A Opinião

"É irónico que Portugal proponha impostos para afugentar empresas digitais"

No espaço da TSF "A Opinião", Bagão Félix comentou as propostas de impostos europeus apresentadas pelo Governo de Portugal.

Bagão Félix considera que, depois da apologia da Web Summit, é irónico que o Governo português apresente propostas de impostos europeus destinados às plataformas digitais.

"Não deixa de ser irónico que Portugal, depois da tão aclamada Web Summit e das virtualidades da economia digital, lá venha com a ideia de mais um imposto para afugentar iniciativas", disse o economista no espaço de comentário semanal na TSF, "A Opinião".

O antigo ministro das Finanças reconhece a necessidade de a União Europeia aumentar as suas receitas, particularmente devido ao Brexit (que representa a entrada de menos 10 mil milhões de euros líquidos por ano no financiamento europeu) e às maiores preocupações que agora tem em relação às questões de segurança, proteção civil e migrações.

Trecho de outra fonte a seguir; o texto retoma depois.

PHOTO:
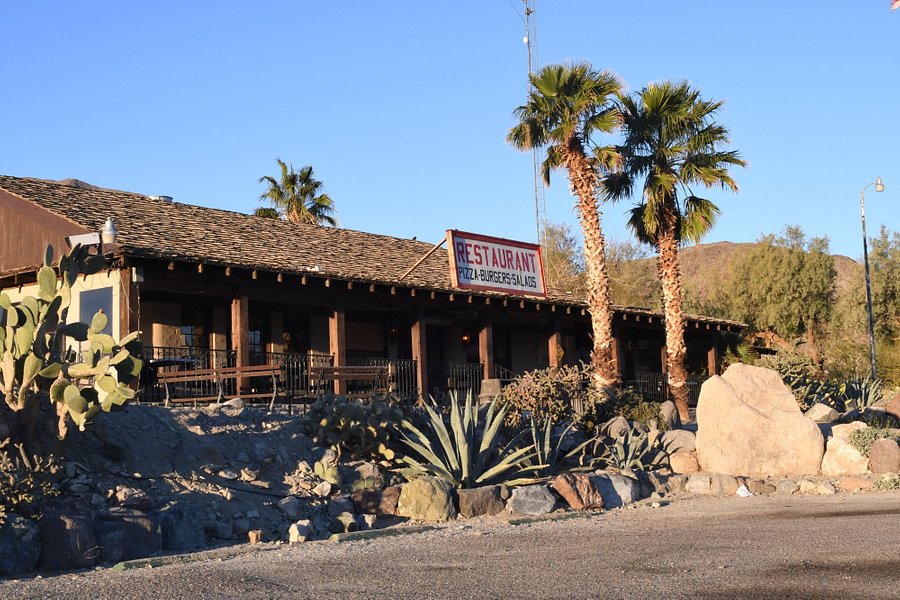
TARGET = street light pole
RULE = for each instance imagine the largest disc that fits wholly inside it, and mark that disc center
(879, 187)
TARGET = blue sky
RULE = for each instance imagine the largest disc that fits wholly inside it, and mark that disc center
(403, 107)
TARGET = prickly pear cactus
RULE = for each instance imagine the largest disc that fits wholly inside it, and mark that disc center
(32, 357)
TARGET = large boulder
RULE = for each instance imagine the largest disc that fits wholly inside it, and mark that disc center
(616, 490)
(750, 424)
(578, 490)
(20, 545)
(884, 456)
(126, 534)
(67, 542)
(678, 440)
(841, 458)
(531, 500)
(377, 502)
(181, 527)
(480, 502)
(427, 499)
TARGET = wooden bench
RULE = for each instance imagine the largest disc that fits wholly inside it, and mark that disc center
(179, 384)
(376, 376)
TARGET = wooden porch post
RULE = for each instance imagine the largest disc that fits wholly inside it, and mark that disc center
(128, 306)
(712, 358)
(420, 353)
(486, 348)
(240, 334)
(337, 339)
(553, 344)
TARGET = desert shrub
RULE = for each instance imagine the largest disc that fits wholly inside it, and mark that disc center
(358, 431)
(554, 395)
(862, 439)
(561, 452)
(888, 482)
(25, 483)
(634, 450)
(464, 449)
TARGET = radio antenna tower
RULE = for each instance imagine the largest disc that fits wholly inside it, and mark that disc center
(530, 41)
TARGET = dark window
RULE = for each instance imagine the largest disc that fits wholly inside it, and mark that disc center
(94, 301)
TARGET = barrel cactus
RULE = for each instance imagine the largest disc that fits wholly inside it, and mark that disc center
(33, 358)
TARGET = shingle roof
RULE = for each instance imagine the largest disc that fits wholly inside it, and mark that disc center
(157, 228)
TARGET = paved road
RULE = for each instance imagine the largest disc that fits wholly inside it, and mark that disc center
(762, 547)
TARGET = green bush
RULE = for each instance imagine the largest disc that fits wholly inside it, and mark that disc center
(25, 483)
(862, 439)
(634, 450)
(463, 450)
(888, 482)
(359, 431)
(556, 395)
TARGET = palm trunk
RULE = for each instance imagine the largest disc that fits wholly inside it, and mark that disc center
(670, 278)
(584, 182)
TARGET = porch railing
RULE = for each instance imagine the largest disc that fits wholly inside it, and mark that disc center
(168, 358)
(401, 373)
(461, 377)
(653, 386)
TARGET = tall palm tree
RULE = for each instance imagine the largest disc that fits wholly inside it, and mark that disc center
(672, 141)
(298, 196)
(566, 107)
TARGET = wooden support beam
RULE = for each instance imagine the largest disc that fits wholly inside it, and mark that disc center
(240, 335)
(554, 344)
(486, 349)
(712, 358)
(337, 339)
(420, 353)
(129, 317)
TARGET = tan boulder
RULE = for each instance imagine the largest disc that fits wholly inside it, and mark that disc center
(750, 424)
(884, 457)
(841, 458)
(578, 490)
(845, 429)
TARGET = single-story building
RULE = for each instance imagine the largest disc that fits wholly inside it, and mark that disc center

Bagão Félix nota, no entanto, que a solução encontrada passa sempre pelo aumento de impostos.

"Sempre que há um problema de financiamento, há sempre uma grande criatividade fiscal. Não há mais nenhuma via, mais nenhum caminho", constatou.

Na opinião de Bagão Félix, "não há nenhuma originalidade nem novidade" nas propostas de impostos para empresas poluentes, plataformas digitais e transações financeiras internacionais, recentemente apresentadas pelo primeiro-ministro António Costa em Bruxelas, não têm qualquer originalidade.

O economista concorda, apesar de tudo, com a criação de um imposto sobre empresas poluentes. "O princípio do poluidor pagador" já deveria estar em vigor há muito tempo, defendeu. "Quem provoca custos sociais negativos, deve compensar a sociedade".

Já em relação aos outros dois impostos propostos por Portugal, Bagão Félix considera que existe dificuldade em aplicar tributação que seja eficiente e impermeável à evasão fiscal, falando num "jogo do gato e do rato" entre a legislação e as empresas digitais e financeiras).

O economista fala ainda nas consequências da eventual deslocalização de negócios, devido à criação de mais impostos, e lamenta que, embora por uma via "mais anestesiada", a tributação acabe por recair sobre o consumidor.